Skip to main content
Version: V1.1.0

Sentence Transformer

Sentence Transformer converts sentences, phrases, or short texts into high-dimensional vectors (embeddings). Semantically similar text maps to nearby vectors, so you can compare them using cosine similarity or Euclidean distance. The framework is built on pre-trained Transformer models (such as BERT and RoBERTa) and uses pooling to produce fixed-size sentence vectors. Typical use cases include semantic search, text clustering, sentence classification, information retrieval, and RAG.

Dependencies and authentication

Install the @seekdb/sentence-transformer package. The library handles model loading and encoding. Models run locally; the first time you use a given model, its weights are downloaded (for example, from Hugging Face Hub) and cached. No API key is required.

Example: create a Sentence Transformer embedding function

Call the SentenceTransformerEmbeddingFunction constructor with a config object.
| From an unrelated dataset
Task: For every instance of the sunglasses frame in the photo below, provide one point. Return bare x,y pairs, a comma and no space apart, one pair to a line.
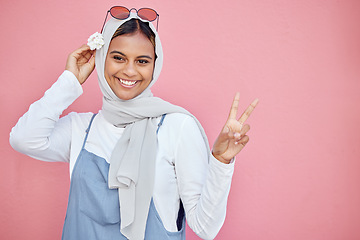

The Xenova/all-MiniLM-L6-v2 model is a lightweight general-purpose option.

import { SentenceTransformerEmbeddingFunction } from "@seekdb/sentence-transformer";

const ef = new SentenceTransformerEmbeddingFunction({
modelName: "Xenova/all-MiniLM-L6-v2",
device: "cpu",
normalizeEmbeddings: false,
});

Configurations:

  • modelName: Sentence Transformer model name (default: Xenova/all-MiniLM-L6-v2).
  • device: Device to run the model on (default: "cpu").
  • normalizeEmbeddings: Whether to normalize output vectors (default: false).
  • kwargs: Optional pipeline options; must be JSON-serializable.